Cómo me alegro cada vez que la audacia de algunos permite entrar en las confortables cuevas de ladrones y reconstruir alguno de los laberintos financieros con los que "la casta" (porque eso sí que es una casta, con todas sus letras) se pone a salvo de las reglas de juego. Qué enorme satisfacción me da pensar en el insomnio de los fundadores de ese despacho de Panamá, la zozobra inmensa de aquellos cuyos nombres ya han sido publicados y de aquellos que temen la cárcel o su ruina por la multa que, quizás, si hacemos las cosas bien, se verán obligados a pagar. Qué inmensa alegría me produce imaginar la preocupación de esos otros que habían optado por otro despacho y otro "paraíso", cuando esta semana han comprobado que hay resquicios de inseguridad en su búnker pestilente y que quizás hoy mismo otros audaces piratas, periodistas, empleados infieles o agentes tributarios están ya persiguiendo su rastro y pisándoles los talones.
Sí, lo confieso: la publicación de los "papeles de Panamá" ha sido para mí la mejor noticia de este año. Los llamados "paraísos fiscales" no podrán quizás suprimirse por falta de voluntad política, por insuficiencia de medios o por necesidades técnicas de este sistema pseudocapitalista infame que necesita márgenes de ilegalidad como tubos de escape para liberar su toxicidad y socializar difusamente el daño; pero estos "fallos del sistema", estas puñaladas de luz que rasgan ocasionalmente la normalidad oscura de los circuitos en los que esa casta infame se esconde, deben ser celebrados por todo lo alto, porque son una pequeña victoria inesperada.
Brindo por cada palmo de "paraíso fiscal" que se convierta en un infierno para sus usuarios, por cada socio de los Mossack Fonseca que en el mundo haya que vea devastado su chiringuito y asediado por linternas, rotativos y registros policiales. Ojalá cundiera el pánico, ojalá los ricos tramposos se sintieran perseguidos por el miedo a quedar descubiertos un día y a depender de los servicios sociales que ellos mismos están contribuyendo a deteriorar. Es importante que no nos quedemos la anécdota de ocho nombres célebres ni en la dimisión de un sorprendido primer ministro islandés. El brindis debe ser más ambicioso y derramarse sobre las cámaras de corrupción, sobre las fosas ocultas del delito global, sobre la indecencia de los ricos que no soportan serlo un poco menos, sobre todos aquellos que estos días, por fortuna, están pasando un mal día porque se sienten menos seguros.
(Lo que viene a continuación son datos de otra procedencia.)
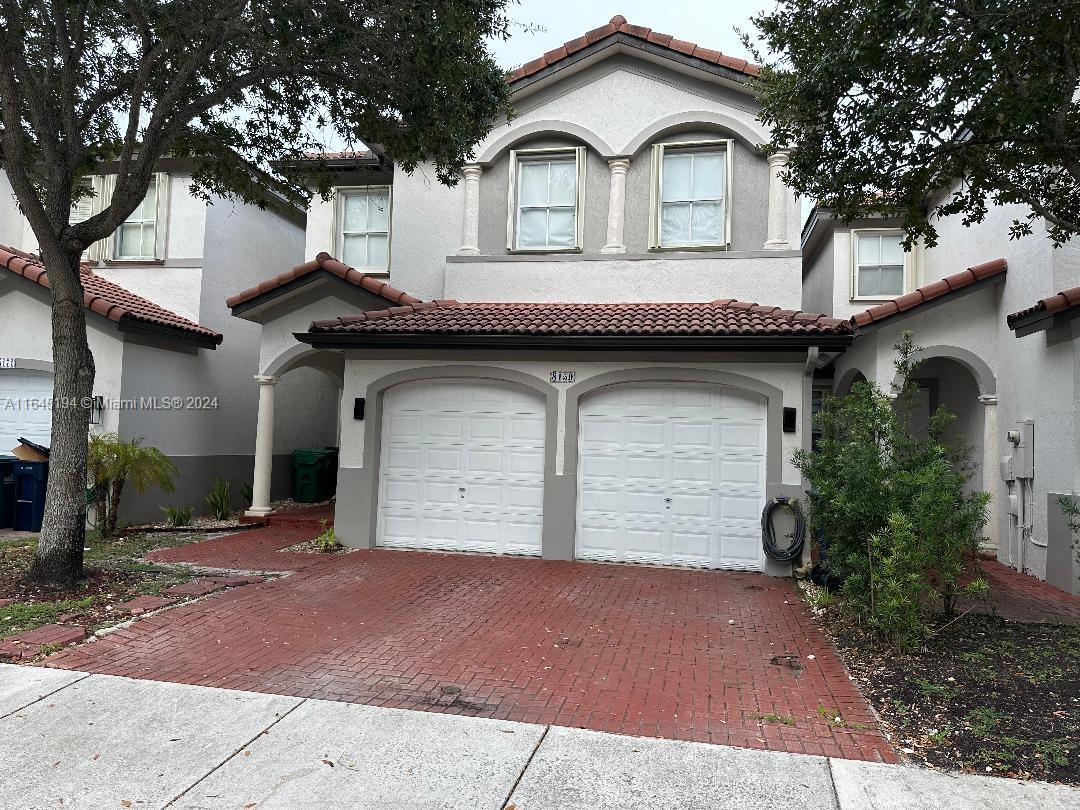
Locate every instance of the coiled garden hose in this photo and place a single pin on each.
(788, 553)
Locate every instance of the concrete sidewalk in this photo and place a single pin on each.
(73, 740)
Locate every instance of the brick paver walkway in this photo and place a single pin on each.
(1022, 597)
(713, 657)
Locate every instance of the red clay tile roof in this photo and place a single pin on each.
(106, 298)
(331, 265)
(619, 25)
(1065, 299)
(724, 318)
(930, 292)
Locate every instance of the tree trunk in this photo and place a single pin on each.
(58, 558)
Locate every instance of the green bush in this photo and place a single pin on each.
(892, 505)
(326, 542)
(111, 463)
(219, 500)
(178, 515)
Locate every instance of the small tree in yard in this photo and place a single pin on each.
(112, 463)
(227, 83)
(892, 504)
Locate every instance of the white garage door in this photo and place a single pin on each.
(462, 468)
(24, 407)
(672, 474)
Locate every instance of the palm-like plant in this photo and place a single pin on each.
(112, 463)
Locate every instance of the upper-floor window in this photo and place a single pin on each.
(545, 193)
(365, 228)
(879, 264)
(691, 199)
(142, 237)
(83, 207)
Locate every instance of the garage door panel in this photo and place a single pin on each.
(472, 455)
(742, 436)
(672, 474)
(693, 547)
(734, 508)
(692, 435)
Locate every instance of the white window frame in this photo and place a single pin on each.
(656, 196)
(853, 269)
(340, 192)
(518, 156)
(111, 248)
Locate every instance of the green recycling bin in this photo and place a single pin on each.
(8, 491)
(314, 474)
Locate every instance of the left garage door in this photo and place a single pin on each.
(24, 407)
(461, 468)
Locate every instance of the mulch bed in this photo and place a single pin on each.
(113, 575)
(984, 694)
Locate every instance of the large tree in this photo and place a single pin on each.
(929, 108)
(228, 83)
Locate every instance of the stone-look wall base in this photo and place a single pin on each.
(558, 516)
(353, 512)
(1063, 568)
(193, 483)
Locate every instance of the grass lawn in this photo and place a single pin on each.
(115, 575)
(983, 694)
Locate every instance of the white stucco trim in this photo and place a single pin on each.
(754, 136)
(532, 129)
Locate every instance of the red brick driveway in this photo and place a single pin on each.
(713, 657)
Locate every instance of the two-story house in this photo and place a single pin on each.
(173, 366)
(592, 347)
(1000, 351)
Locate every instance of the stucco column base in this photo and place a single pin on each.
(470, 215)
(778, 204)
(989, 464)
(617, 205)
(264, 449)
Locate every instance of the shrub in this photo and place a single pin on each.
(178, 515)
(326, 542)
(219, 500)
(112, 462)
(892, 504)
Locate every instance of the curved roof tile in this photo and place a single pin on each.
(105, 297)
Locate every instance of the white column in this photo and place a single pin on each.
(470, 224)
(617, 205)
(991, 483)
(778, 204)
(264, 449)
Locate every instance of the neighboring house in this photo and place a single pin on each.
(598, 352)
(1000, 351)
(173, 367)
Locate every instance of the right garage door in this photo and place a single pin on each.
(672, 474)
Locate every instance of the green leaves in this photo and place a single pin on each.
(891, 505)
(888, 105)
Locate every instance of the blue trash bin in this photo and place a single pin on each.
(31, 478)
(8, 491)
“No sea hipócrita, usted haría lo mismo si tuviera una gran fortuna, y, a su escala, ya lo hace con sus pequeñas defraudaciones”. Es posible que en alguna conversación alguien le haya dicho eso. Pero es importante que no caiga en la trampa. Indígnese más aún si alguien le dice eso. Hay ricos decentes que pagan sus impuestos y aceptan el pacto social, conforme al cual la condición intrínseca de la propia prosperidad es la garantía de la dignidad de todos. Pero más aún: los ciudadanos vulgares tenemos derecho a alegrarnos de la desdicha de quienes jugaron a escondidas la carta de la indecencia.